Pertanyaan pokok adalah mengapa mereka berbuat seperti itu. Ternyata ada beberapa faktor yang menjadi pemicu antara lain :
1. Penghasilan kebun sawit kurang dari penghasilan rata rata, walaupun penghasilan rata rata itu tetap saja tidak cukup membiayai kebutuhan pokok keluarga. Apa lagi seperti sekarang semua biaya naik dan gangguan covid 19 yang tidak tahu kapan akan berakhir nya.
2.Keluarga yang bersangkutan tidak mempunyai hasil tambahan oleh karena tidak mempunyai lahan lain.
3.Bahwa asal usul lahan untuk kebun inti adalah tanah milik mereka dan diakui masih milik mereka, oleh karena itu mereka merasa boleh mengambil buah kelapa sawit di kebun inti.
4. Mulai timbul kesadaran di kalangan petani bahwa seharusnya mereka tidak kehilangan tanah.
5.Petani kurang dipersiapkan agar menjadi petanj yang memahami dengan baik bagaimana mengelola kelapa sawit
6. Pupuk yang mutlak harus digunakan oleh petani, menurut petani harganya terlalu tinggi, sebaliknya harga buah tidak menggembirakan petani.
7. Pola perkebunan dan berbagai aturan yang menyertainya tidak memihak atau melindungi petani pemilik tanah.
Permasalahan di atas baru dapat diselesaikan dengan tuntas bilamana pertama dan terutama pihak perusahaan menerapkan pola baru yang tidak hanya menguntungkan pengusaha, akan tetapi juga memberikan manfaat dan keuntungan bagi masyarakat petani dan pemerintah daerah yang bersangkutan.
Untuk itu berbagai aturan yang menyertai pola perkebunan harus disesuaikan dan seharusnya lebih memberikan perlindungan kepada petani demi memenuhi rasa keadilan dan kepatutan.
Contoh kita ambil dinegara tetangga Serawak.
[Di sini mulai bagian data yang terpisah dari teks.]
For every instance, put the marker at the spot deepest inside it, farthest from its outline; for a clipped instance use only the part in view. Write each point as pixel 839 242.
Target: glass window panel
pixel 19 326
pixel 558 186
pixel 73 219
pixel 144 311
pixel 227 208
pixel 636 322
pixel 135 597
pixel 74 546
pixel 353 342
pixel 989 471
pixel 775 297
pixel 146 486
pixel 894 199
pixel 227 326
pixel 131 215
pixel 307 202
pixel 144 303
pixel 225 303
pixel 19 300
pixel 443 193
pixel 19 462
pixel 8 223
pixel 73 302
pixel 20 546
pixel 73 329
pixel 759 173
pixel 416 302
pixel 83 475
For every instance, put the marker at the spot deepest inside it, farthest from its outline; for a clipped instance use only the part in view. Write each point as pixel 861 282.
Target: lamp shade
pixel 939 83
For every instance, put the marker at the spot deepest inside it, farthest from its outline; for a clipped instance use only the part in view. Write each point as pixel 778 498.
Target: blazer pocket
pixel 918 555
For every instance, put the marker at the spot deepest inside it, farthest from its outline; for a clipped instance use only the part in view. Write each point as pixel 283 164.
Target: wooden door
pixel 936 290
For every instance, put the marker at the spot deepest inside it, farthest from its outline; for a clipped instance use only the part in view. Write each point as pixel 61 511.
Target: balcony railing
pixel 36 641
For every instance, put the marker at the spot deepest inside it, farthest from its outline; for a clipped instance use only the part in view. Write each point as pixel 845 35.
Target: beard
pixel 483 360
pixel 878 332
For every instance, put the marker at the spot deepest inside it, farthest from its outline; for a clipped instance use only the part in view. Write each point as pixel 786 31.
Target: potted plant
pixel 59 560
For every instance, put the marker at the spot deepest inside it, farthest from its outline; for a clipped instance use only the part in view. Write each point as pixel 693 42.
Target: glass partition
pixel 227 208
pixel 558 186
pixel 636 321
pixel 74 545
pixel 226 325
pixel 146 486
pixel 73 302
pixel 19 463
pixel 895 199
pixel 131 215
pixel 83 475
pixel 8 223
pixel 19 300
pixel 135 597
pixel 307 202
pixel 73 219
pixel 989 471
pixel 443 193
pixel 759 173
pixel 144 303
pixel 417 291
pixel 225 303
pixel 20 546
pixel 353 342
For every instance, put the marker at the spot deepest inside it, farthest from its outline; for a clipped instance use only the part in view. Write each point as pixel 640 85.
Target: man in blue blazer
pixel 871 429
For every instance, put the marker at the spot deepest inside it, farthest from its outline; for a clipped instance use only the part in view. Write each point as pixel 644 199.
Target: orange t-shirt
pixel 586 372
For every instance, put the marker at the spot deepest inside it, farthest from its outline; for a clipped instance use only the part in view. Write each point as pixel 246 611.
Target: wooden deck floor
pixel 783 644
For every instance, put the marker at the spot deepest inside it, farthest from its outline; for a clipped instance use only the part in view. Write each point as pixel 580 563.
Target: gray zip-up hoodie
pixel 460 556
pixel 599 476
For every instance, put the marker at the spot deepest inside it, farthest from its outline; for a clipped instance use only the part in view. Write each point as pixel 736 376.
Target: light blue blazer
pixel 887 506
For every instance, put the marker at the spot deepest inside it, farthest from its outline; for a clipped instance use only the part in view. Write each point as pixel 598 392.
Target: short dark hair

Di Serawak warga tidak kehilangan tanah, keberadaan tanah adat dihargai, tidak ada gejolak sebagai mana terjadi di negara kita, petani memperoleh penghasilan yang memadai dan oleh karena nya itu ekonomi meningkat, pemerintah sungguh sungguh tanpa pilih kasih membantu dan memihak kepada petani agar tidak menjadi objek eksploitasi semata.
Tanah adat mempunyai kedudukan yang penting dalam pelaksana perkebunan yaitu dihargai sebagai suatu saham yang berupa kan modal dari petani dalam kegiatan kerja sama perkebunan antara petani dan pengusaha. Orientasi tanah adat untuk perkebunan terutama adalah untuk kesejahteraan keluarga petani pemilik tanah, sedangkan pengusaha akan dengan sendirinya memperoleh keuntungan termasuk pemerintah.
Perolehan dividen dilakukannya dengan pembagian jelas, proporsional dan transparan antara petani, investor dan pemerintah
Pengalaman di daerah Sarawak Malaysia Timur ini patut menjadi perhatian para pengusaha perkebunan terutama Pemerintah Pusat maupun Pemerintah Daerah, bahkan pola dan ketentuan ketentuan yang berlaku di sana dapat diadopsi untuk dipakai du Indonesia khususnya di Sumatra Selatan.
Minimal untuk menentukan pola baru dalam hal usaha perkebunan.
Hal di atas sebenarnya sudah ditopang secara yuridis okeh Keputusan Mahkamah Konstitusi Republik Indonesia Nomor 55/PUU-VIII/2010. Yang inti pertimbangan nya bahwa pemidanaan dalam sengketa perkebunan terutama dengan kepemilikan secara adat adalah inskonstitusional. ( Baca dalam majalah Konstitusi no. 56 - September 2011)*)penulis adalah dosen STIH Serasan.